Exposition. Jeune peintre montreusien passé par Paris, Buenos Aires ou Calcutta, Hugo Bonamin dresse une vingtaine d’impressionnants portraits de visiteurs fameux passés par le château de Chillon.

On aura d’abord le tort de chercher des références. Francis Bacon évidemment, en tarte à la crème de cet art du mouvement fixé et tremblant, l’organique et la chair mêlés. Et cette inquiétude aussi, une angoisse diffuse et juste, une violence belle des âmes, écarquillées dans les regards. Devant d’autres portraits, on pensera à Willem de Kooning – justement cité par Marco Costantini dans la préface du catalogue (édité par art press) de l’expo – pour ces visages furtifs, ce flou comme arrêté dans l’espace.

Surtout, il s’agit de s’oublier et de saluer là un travail prometteur et impressionnant. Hugo Bonamin, aux origines à la fois montreusiennes et argentines, est un peintre né en 1979. Paris ensuite, atelier Poussin, Ecole du Louvre, rencontre décisive, aussi, avec un anatomiste qui lui fait alors saisir et ressentir la poétique du corps, devenant centrale dans son œuvre. Passages enfin par Londres, Buenos Aires (il y reste six ans), l’Inde et désormais un retour sur la Riviera vaudoise.

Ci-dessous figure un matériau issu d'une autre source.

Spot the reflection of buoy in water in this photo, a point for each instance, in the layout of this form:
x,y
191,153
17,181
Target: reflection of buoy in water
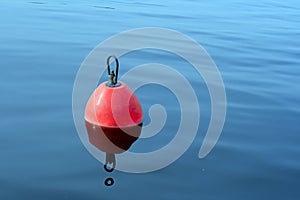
x,y
113,117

Ses portraits fantômes exposés depuis début juin au château de Chillon sont étonnants. Bonamin évite les pièges: avec une sorte de name dropping sur cimaises de vedettes de jadis passées par Chillon, la collection avait tout pour finir en anecdote. Mais c’est le contraire qui se passe. Cette peinture aux apparences immédiates (s’approchant, on cherche d’abord bêtement à reconnaître qui est peint) fait ici œuvre de sensation et de redécouverte. Cet art de la superposition, couches des portraits s’additionnant, facettes s’ajoutant, fait réapparaître ces fantômes, les rapproche, en fait deviner des secrets, des folies, des vérités que chacun se raconte ensuite à sa manière.

Traces fortes

C’est le talent de cette peinture ouverte. Elle laisse au regard sa liberté de voir une exaltation ou une terreur chez Courbet, une sévérité ou une mélancolie infinie chez Nabokov. Et Henry James: fou ou juste perdu? Victor Hugo: romantique et dur en même temps. Byron: transfiguré parce que la poésie, défiguré parce que Chillon fut sa prison. C’est une balade entre des fantômes, oui, mais c’est aussi un chemin des vivants, puisqu’il en reste des traces si fortes.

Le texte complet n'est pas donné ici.